La présente note montre que le champ des lois de finances et de financement de la sécurité sociale pourrait être élargi et que l’articulation de ces lois financières entre elles et avec les budgets des collectivités locales pourrait être améliorée. Ces analyses et propositions sont proches de celles qui ont été formulées par la Cour des comptes dans son rapport de novembre 2020 sur la gouvernance des finances publiques.

La frontière entre les domaines respectifs des lois de finances et des lois de financement de la sécurité sociale pourrait en outre être réexaminée dans une perspective plus large et plus lointaine visant à mieux distinguer les fonctions d’assurance et de solidarité de la protection sociale, comme le recommande une note de janvier 2016 du conseil d’analyse économique.

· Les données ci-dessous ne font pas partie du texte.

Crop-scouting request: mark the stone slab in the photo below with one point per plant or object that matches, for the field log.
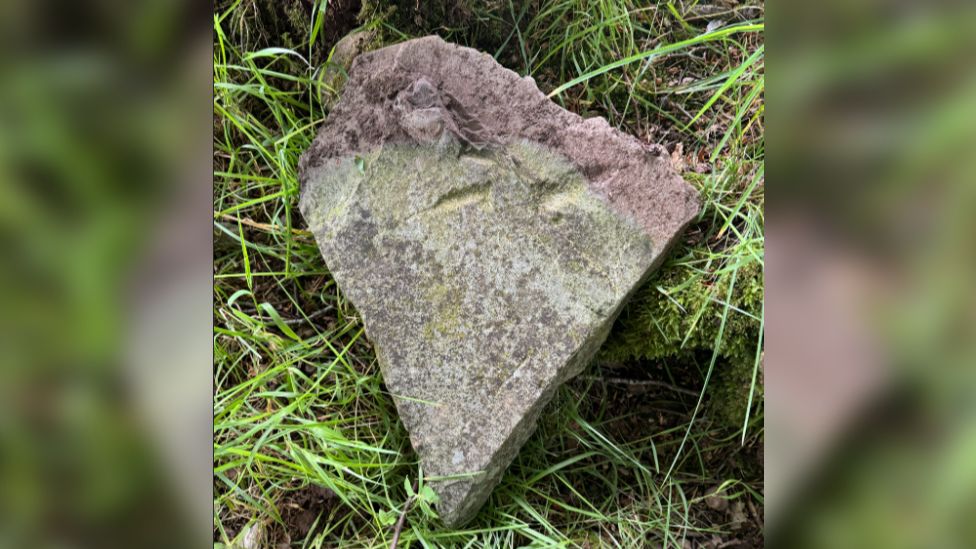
(487, 237)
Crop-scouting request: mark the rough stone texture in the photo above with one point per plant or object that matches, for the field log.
(487, 237)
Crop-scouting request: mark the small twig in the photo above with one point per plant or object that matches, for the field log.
(312, 316)
(265, 226)
(650, 382)
(403, 518)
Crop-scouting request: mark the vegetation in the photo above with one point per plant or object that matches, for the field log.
(658, 443)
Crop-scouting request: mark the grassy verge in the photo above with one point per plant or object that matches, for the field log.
(308, 450)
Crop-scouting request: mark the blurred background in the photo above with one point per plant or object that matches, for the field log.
(871, 389)
(105, 278)
(105, 338)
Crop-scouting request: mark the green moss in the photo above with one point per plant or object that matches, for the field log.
(676, 318)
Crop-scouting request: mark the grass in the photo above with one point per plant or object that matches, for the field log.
(308, 449)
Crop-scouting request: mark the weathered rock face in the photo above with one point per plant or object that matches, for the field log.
(487, 237)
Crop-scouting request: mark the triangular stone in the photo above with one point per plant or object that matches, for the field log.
(487, 237)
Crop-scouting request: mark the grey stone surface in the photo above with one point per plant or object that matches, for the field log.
(487, 237)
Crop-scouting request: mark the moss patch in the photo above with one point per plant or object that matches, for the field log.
(676, 317)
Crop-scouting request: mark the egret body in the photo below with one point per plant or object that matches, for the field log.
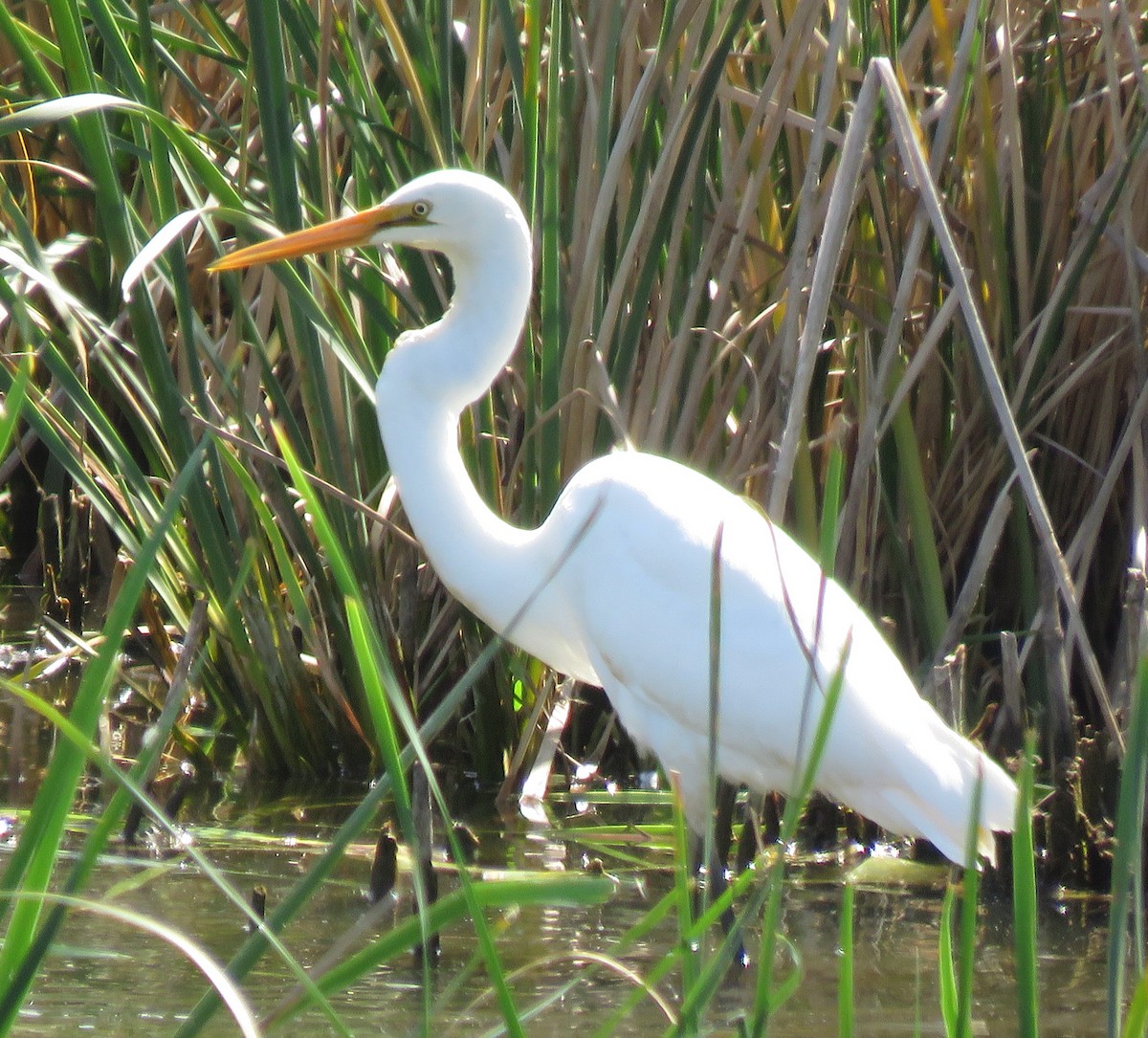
(617, 580)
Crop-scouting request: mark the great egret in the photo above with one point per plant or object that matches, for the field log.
(629, 548)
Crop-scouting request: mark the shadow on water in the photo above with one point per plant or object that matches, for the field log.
(110, 980)
(115, 981)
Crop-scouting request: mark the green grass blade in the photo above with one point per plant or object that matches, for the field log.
(32, 865)
(1130, 814)
(1025, 900)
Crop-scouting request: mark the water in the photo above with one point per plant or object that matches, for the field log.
(107, 979)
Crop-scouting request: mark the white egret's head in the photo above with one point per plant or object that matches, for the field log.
(453, 211)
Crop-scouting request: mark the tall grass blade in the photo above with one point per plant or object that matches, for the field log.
(1126, 864)
(33, 864)
(1025, 900)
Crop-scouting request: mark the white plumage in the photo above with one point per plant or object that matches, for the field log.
(629, 551)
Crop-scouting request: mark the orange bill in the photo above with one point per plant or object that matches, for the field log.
(356, 229)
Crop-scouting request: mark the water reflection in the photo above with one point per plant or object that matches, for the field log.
(114, 981)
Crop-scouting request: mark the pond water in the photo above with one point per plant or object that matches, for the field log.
(106, 979)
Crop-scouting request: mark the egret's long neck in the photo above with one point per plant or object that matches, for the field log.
(429, 378)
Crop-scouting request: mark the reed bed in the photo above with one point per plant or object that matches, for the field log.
(877, 268)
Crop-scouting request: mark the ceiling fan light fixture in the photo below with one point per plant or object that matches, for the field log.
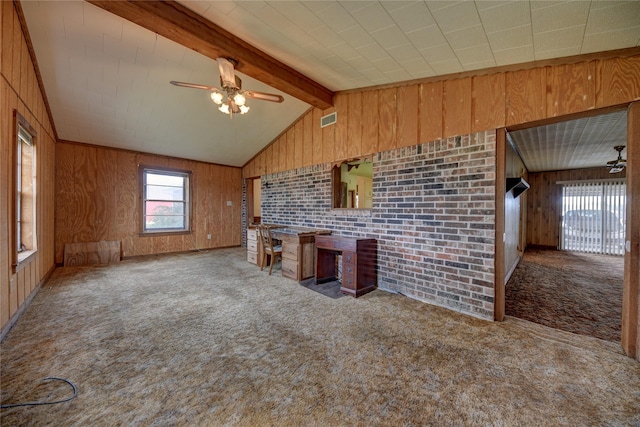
(239, 99)
(217, 97)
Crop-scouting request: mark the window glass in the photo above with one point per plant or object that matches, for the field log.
(25, 191)
(166, 204)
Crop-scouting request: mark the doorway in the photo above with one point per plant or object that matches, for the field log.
(544, 221)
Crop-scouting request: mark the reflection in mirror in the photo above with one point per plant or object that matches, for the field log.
(353, 184)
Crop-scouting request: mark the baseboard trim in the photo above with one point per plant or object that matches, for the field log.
(12, 321)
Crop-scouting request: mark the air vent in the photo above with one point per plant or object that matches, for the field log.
(517, 186)
(328, 120)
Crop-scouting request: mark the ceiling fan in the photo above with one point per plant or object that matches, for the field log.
(618, 164)
(235, 101)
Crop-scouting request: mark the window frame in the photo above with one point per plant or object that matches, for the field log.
(22, 258)
(188, 200)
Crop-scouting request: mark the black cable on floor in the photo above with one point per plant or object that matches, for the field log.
(73, 386)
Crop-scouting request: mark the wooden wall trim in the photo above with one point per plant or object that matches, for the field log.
(631, 293)
(34, 61)
(499, 260)
(396, 116)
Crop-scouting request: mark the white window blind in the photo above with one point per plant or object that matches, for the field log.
(593, 216)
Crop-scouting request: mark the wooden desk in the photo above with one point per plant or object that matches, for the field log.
(358, 263)
(298, 250)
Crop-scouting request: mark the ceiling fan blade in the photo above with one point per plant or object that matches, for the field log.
(193, 85)
(227, 73)
(263, 96)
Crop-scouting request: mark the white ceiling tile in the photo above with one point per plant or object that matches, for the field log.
(418, 68)
(298, 13)
(219, 8)
(504, 16)
(404, 53)
(467, 37)
(386, 65)
(373, 17)
(564, 38)
(411, 16)
(598, 42)
(441, 4)
(511, 38)
(373, 52)
(447, 67)
(470, 66)
(475, 55)
(390, 38)
(398, 75)
(438, 53)
(543, 4)
(515, 55)
(326, 36)
(342, 45)
(456, 16)
(557, 53)
(97, 20)
(484, 5)
(427, 37)
(558, 16)
(336, 17)
(357, 37)
(616, 16)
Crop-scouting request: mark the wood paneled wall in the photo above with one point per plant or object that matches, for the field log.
(378, 120)
(544, 202)
(19, 91)
(97, 198)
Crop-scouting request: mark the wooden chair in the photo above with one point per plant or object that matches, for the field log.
(268, 248)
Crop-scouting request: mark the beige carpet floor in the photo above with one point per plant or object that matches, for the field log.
(574, 292)
(206, 339)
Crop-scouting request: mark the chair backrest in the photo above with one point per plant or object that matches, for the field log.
(265, 237)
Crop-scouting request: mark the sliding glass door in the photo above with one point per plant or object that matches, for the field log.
(593, 216)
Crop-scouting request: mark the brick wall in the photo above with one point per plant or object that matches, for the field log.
(433, 216)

A) Etendre le champ des lois financières

1) Une loi de financement de la protection sociale obligatoire

Les LFSS ne couvrent pas les régimes sociaux qui ont pour origine des conventions collectives nationales, à savoir le régime d’indemnisation du chômage et les régimes de retraite complémentaire, alors que ce sont des administrations publiques au sens de la comptabilité nationale. Le gouvernement peut certes refuser d’agréer les accords passés par les partenaires sociaux, ce qui prive leurs dispositions de caractère obligatoire, mais il a toujours été difficile de refuser cet agrément.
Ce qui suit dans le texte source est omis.